Savcılık
buluşma anına ait güvenlik
kamerası kayıtlarının bulunduğu CD'lere el koydu. CD'ler görüntülerin
geri dönüşüm programları aracılığı ile yeniden kurtarılabilmesi için emniyetin
teknik birimlerine gönderildi. Kamera kayıtlarının kurtarılarak dosyaya ekleneceği öğrenildi.
Ergenekon'un avukatı olduğunu açıklayan
CHP'nin Erzurum'da yürütülen Ergenekon soruşturmasına yaptığı müdahaleler gündemden düşmüyor. Gizli
tanıkların ifadelerini değiştirmeleri için CHP'nin aktif olarak devreye girdiği, Jandarma ile
işbirliği yaptığı iddiaları giderek farklı bir seyir alıyor. Tanıklara ifadelerini geri almaları için
baskı yapıldığına dair görüşmelerin deşifre olmasının ardından
gizli tanık Munzur'un
Ankara'ya kaçırılması olayına da CHP'nin adı karıştı. Munzur'un televizyona çıkarılarak veya kameralara konuşturularak daha önce verdiği ifadeleri yalanlayan bazı açıklamalar yaptırılması planlandığı ileri sürülüyor. İddialara göre gizli tanığa 200 bin TL'lik para
vaat edildi.
Milletvekili Ahmet Ersin'in de aralarında bulunduğu CHP heyetinin daha önce
Erzincan'a gelerek gizli tanıklarla buluştuğu ortaya çıkmıştı. Görüşmenin deşifre olması üzerine Ahmet Ersin önce buluşmayı yalanlamış ancak sonra
itiraf etmek zorunda kalmıştı. Erzincan'da kaldıkları otelde kahvaltı yaparken bir kişinin kendisi ile özel olarak görüşmek istediğini iddia eden Ersin, "Başka masaya geçtik. Aile meselelerinden söz etti.

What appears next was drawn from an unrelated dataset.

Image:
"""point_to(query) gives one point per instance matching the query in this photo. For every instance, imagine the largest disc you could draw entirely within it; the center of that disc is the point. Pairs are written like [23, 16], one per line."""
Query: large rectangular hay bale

Boşanma işleri falan varmış. Benden, Erzincan'da kalmak istemediğini, Ankara veya İzmir'de yaşama olanağını sağlayıp sağlayamayacağımı sordu." savunmasını yapmıştı.
Konuştuğu kişinin kendisinden iş istediğini zannettiğini iddia eden Ersin, şunları kaydetmişti: "Ben de ona, 'Bu
kriz döneminde iş bulmak son derece zordur. Sen yine kendi ilinde yaşamaya devam et, buradaki şartlarını zorla' dedim. 'Benim can güvenliği sorunum var' dedi. 'Nedir senin can güvenliği sorunun, yani
ailenden mi geliyor?' diye, birtakım şeyler söylemeye başladı, şuraya gittim, buraya gittim falan. Bir dakika dedim, 'Bu konular beni ilgilendirmez.' diyerek görüşmeyi kestim. Gizli tanık olduğunu bilmiyordum, ancak anlatımlarından kuşku doğdu içimde. Ondan sonra gönderdim onu. İl binasına gittiğimiz sırada, birlikte kahvaltı yaptığımız kişilerden bazıları 'Gizli tanık mıydı o?' diye sordular. Tanıyorlar bizimle yemek yiyenler onu. Benimle hiç kimse 'ben gizli tanık Ali'yim, Veli'yim, Munzur'um' diyerek, bir konuşma yapmadı. Konuştuğum kişinin gizli tanık olduğunu hâlâ bilmiyorum."